選挙・行政・企業での実践 (2024–2025) ▸ 最初の具体的な実験。Talk to the City で文化庁パブコメを可視化し、意見のクラスタを地図にした。
▸ 代表事例のひとつ。都知事選2024の安野陣営で、ブロードリスニングの実験に協力した。
▸ マス政治の外へ。サイボウズ社内100人のマネージャーのワークショップに応用した。
▸ 市民テックのサービスへ。JAPAN CHOICE『世論地図』の開発に携わった(データはオープン)。
▸ 行政の政策形成へ。東京都『シン東京2050』の意見大募集にアドバイザーとして関わった。
ツール・出版・継続する実践 (2024–現在) ▸ 実践を支えるツールをオープンソースで。デジタル民主主義2030の一員として広聴AI(kouchou-ai)を開発。

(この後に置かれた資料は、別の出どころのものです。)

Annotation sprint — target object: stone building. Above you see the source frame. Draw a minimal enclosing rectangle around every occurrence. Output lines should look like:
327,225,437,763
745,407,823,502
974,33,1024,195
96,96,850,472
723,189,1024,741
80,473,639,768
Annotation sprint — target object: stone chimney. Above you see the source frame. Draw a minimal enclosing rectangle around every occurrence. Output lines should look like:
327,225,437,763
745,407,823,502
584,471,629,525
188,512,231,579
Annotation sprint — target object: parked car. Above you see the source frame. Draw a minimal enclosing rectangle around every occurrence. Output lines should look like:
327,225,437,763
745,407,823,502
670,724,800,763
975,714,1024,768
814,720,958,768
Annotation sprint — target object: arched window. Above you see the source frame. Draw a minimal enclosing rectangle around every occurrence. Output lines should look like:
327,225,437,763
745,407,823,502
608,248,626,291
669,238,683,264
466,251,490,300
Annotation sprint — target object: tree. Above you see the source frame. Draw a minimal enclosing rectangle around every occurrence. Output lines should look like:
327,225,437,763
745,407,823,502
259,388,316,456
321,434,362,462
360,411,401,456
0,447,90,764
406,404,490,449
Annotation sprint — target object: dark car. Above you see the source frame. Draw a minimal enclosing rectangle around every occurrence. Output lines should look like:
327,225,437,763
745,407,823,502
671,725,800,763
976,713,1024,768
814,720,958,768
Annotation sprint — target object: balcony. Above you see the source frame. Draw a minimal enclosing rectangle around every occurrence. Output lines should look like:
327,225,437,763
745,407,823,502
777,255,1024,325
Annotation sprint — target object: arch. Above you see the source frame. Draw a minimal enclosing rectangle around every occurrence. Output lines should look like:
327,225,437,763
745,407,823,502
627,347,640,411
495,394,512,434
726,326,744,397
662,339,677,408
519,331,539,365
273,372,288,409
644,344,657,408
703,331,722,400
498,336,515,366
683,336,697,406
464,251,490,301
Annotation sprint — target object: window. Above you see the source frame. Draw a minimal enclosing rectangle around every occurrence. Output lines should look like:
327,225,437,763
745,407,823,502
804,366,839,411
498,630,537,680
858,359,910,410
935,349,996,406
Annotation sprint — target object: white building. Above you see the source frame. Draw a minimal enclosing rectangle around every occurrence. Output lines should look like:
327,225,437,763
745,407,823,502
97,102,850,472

▸ 『聞く』だけでなく『語り合う』へ。デジタル民主主義2030の熟議プラットフォーム『いどばた』を社内で運用するプロジェクトに関わった。
▸ 背景となる思想書『Plurality』の日本語版を、Glen Weyl に指名されたプロジェクトリーダーとして刊行。ブロードリスニングの土台となる Plurality の文脈を日本に届けた。
▸ 選挙での実践を継続。参院選2025でも広聴AIによるブロードリスニングを行った。
▸ 実践を社外へ。第10回サステナブル・ブランド国際会議2026にプレナリースピーカーとして登壇した。
▸ 実践の蓄積を一冊に。政治・自治体・企業に広がるブロードリスニングを共著でまとめ、ドラフトを日英で先行公開している。